Merging (or, in SQL terms, joining) tables in Power Query is a common cause of refresh performance problems. I’ve often wondered whether there’s anything you can do to optimise the performance of merges for non-foldable data source and so I decided to run some tests to try to answer all the questions I had. In this series of posts I’ll tell you what I found.
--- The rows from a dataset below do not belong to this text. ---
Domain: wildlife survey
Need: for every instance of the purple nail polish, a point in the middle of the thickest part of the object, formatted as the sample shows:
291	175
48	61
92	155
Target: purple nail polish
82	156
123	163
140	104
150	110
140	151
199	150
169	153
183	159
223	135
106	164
For these tests the only data source I used was a CSV file with one million rows and seven numeric columns named A, B C, D, E, F and G:
I used SQL Server Profiler to measure the amount of time taken for a query to execute using the technique I blogged about here. If you read that post (and I strongly recommend you do) you’ll see there are actually two Profiler events whose duration is significant when measuring refresh performance:
- Progress Report End/25 Execute SQL
- Progress Report End/17 Read Data
It also turns out that these two events provide some insight into how certain transformations are handled in the Power Query engine, but we’ll come to that later.
The first question I decided to investigate was this:
Does the number of columns in a table affect the performance of a merge?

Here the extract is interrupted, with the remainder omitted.